Baseline audits were completed on every coding professional to identify current quality levels and performance challenges. Based upon the initial audits, coding professionals received feedback and targeted education. Focused audits followed, helping to ensure that coding professionals retained the information and applied it in production coding. The ongoing cycle of audit, education, and assessment resulted in significantly higher performance levels across the entire team. It is an approach that often results in education being delivered far more cost effectively because the primary focus is on individual coaching and development. Group education is only conducted when there is an identified trend among the entire team.

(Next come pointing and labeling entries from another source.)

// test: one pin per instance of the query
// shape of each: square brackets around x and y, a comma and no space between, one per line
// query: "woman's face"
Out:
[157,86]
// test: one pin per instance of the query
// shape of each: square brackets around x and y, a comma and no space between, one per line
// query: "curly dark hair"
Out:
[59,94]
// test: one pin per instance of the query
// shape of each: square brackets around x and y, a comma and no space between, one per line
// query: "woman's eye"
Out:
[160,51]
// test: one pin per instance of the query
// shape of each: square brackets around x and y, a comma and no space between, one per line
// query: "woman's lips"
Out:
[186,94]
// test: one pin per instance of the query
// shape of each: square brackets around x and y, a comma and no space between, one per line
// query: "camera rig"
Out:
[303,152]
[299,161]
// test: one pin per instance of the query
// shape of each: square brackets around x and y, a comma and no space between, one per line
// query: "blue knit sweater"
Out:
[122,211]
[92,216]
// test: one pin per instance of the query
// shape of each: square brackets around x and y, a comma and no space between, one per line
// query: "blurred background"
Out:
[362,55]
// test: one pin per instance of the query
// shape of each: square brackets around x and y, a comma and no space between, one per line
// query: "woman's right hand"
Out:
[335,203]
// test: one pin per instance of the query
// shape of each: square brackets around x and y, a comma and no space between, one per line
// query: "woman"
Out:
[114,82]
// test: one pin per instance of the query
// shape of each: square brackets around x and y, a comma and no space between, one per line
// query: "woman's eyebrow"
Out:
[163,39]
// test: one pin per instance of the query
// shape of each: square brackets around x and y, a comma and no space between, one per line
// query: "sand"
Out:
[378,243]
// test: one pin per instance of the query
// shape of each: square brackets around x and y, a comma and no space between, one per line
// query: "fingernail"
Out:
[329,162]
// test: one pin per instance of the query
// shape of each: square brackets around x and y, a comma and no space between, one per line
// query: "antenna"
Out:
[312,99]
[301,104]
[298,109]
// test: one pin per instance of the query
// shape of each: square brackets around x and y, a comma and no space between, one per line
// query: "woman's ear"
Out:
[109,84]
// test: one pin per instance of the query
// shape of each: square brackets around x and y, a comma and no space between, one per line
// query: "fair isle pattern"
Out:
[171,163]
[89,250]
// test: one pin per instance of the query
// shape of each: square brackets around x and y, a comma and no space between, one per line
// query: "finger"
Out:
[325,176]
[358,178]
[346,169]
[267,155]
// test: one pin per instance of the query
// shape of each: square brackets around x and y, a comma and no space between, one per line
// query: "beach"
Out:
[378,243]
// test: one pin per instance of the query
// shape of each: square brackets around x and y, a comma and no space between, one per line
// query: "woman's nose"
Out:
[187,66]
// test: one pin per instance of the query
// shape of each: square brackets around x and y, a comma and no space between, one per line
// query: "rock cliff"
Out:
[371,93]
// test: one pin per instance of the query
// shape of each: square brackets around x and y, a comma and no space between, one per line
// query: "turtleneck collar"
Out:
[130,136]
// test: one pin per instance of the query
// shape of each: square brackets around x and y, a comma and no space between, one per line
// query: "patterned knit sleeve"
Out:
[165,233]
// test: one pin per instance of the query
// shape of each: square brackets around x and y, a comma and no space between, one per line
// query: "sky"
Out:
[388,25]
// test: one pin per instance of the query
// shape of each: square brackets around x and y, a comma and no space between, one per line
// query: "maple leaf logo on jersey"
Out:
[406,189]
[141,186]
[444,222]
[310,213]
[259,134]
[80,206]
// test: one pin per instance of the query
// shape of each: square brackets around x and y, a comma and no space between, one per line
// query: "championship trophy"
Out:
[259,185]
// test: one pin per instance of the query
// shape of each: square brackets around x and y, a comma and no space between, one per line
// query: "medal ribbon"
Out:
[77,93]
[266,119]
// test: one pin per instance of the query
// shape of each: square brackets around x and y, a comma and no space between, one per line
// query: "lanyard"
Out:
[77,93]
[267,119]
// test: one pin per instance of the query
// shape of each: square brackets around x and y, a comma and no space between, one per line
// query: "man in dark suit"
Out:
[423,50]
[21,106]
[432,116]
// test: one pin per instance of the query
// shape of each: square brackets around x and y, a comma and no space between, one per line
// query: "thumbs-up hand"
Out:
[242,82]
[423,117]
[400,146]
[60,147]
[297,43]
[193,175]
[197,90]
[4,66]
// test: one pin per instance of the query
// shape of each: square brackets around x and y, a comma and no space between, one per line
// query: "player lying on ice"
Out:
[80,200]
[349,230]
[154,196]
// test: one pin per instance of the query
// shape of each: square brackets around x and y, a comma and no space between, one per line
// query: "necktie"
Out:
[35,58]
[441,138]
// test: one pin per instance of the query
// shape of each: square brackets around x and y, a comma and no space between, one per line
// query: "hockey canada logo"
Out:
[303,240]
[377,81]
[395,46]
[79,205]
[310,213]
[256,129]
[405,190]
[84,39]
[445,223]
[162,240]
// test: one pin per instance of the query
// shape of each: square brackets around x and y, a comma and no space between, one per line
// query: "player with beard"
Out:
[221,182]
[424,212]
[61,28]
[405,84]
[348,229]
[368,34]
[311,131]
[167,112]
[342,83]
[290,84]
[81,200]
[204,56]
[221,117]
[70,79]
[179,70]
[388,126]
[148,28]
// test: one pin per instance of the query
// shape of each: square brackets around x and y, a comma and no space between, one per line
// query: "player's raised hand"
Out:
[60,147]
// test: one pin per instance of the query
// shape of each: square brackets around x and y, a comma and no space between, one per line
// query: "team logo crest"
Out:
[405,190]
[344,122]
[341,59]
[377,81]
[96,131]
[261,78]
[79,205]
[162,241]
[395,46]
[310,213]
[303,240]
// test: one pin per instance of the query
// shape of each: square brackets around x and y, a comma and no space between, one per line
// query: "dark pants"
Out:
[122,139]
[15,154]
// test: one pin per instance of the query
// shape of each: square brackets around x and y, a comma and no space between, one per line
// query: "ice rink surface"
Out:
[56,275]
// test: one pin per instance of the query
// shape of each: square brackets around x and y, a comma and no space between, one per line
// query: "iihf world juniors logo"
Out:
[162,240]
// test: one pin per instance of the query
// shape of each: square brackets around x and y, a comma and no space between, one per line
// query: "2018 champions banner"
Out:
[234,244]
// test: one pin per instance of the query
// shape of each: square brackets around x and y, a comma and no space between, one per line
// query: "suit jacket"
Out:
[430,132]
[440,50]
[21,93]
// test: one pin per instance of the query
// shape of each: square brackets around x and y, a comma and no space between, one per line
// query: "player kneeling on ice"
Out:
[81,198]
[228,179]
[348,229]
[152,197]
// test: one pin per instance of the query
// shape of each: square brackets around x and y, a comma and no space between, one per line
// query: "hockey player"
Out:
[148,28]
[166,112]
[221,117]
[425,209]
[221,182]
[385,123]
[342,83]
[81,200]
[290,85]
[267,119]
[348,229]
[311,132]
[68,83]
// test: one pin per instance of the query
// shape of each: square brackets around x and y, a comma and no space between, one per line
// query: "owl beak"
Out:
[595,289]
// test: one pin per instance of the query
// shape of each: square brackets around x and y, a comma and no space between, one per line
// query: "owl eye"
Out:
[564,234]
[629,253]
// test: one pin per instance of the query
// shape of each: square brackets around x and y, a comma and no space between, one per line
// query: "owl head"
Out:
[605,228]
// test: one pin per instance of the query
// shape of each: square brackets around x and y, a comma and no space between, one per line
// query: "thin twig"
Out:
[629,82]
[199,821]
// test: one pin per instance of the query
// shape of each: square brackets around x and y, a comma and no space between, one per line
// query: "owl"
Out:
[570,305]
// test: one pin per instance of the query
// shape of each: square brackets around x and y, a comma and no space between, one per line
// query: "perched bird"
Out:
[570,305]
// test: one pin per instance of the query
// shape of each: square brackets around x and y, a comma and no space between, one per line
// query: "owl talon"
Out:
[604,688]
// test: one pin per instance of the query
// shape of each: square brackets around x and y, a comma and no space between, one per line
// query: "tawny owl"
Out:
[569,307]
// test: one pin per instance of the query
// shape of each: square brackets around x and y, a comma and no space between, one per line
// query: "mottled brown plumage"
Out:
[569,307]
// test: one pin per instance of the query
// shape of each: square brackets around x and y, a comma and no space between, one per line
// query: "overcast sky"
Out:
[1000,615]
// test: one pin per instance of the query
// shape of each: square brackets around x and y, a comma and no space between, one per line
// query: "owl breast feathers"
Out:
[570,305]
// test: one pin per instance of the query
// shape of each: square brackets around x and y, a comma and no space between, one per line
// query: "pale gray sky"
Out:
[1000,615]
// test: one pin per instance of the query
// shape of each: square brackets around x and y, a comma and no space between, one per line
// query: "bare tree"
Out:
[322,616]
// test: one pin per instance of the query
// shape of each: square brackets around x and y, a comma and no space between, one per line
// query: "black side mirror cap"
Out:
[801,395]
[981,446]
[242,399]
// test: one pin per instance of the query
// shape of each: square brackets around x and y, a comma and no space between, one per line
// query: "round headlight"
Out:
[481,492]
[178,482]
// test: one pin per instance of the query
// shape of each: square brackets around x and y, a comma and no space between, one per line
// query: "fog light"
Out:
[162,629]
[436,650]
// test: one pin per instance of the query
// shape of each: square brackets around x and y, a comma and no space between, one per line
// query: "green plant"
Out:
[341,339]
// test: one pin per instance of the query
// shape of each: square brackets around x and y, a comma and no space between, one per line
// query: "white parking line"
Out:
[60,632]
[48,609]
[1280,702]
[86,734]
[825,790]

While still early in this engagement, DRG accuracy improved from 92.8 percent to 95.5 percent, and it resulted in an immediate impact on reimbursement by reducing both over- and under-coding. Additionally, the capture of MCC/ CCs demonstrated improvements from 87.1 percent to 93.2 percent and 87.3 percent to 94.9 percent, respectively. Improvement was noted in all other areas of the audit as well, including diagnoses, procedures, and hospital-acquired conditions. This type of improvement impacts not only the financial well-being of an organization, but data quality and reporting as well.
Beyond the numbers, perhaps the biggest takeaway from health systems focused on compliance is that education makes a significant difference in the audit process.
What Nine Out of 10 Organizations are Missing from an Audit Program
Many organizations complete audits and review the findings, but they are unable to accomplish more due to competing priorities and limited resources. Often, results are just shy of the 95 percent goal of coding accuracy, allowing the organization to focus on more critical priorities with the expectation of focusing on the audit later. But then it’s suddenly time for the next quarterly or annual audit, for ex- ample, and the previous audit has still not been addressed. New issues may be identified while old issues remain, and though coding quality may not be worse overall, it likely hasn’t improved, resulting in lost revenue and continued compliance risks.
Often, audits demonstrate significant opportunities for the improvement of coding professionals’ performance and the optimization of reimbursement. For instance, a random two percent sample of inpatient records at a large hospital system found recurring DRG errors that reflected $74,000 in lost revenue in a single quarter. Audit findings reflected repeated errors of incorrect principal diagnosis or procedure, as well as a lapse in capturing all comorbid conditions, which resulted in underweighted DRGs and costly underpayments.
Coding performance and documentation accuracy have never been more important and critical to an organization’s compliance and financial health. Organizations that invest in compliance audits can improve their return on that investment by adding education and focused audits that can result in better data and optimized revenue capture.
Resource constraints can certainly be a hurdle to compliance improvements. Given the risks of taking zero action, however, even small steps toward a performance-based program will have a positive impact on an organization’s overall coding quality and compliance. As these programs progress, organizations may consider taking even more creative and cutting-edge steps in compliance, such as implementing pre-bill audits for high-risk DRGs and automation of the pre-bill scrubbing process. Until then, leading organizations are arming their coders with inventive tools, such as tip sheets and targeted education, to boost knowledge and accuracy.
There is often a fine line between successful audits and missed opportunities on the heels of audits, but the difference can have a major impact on reimbursement and overall patient care.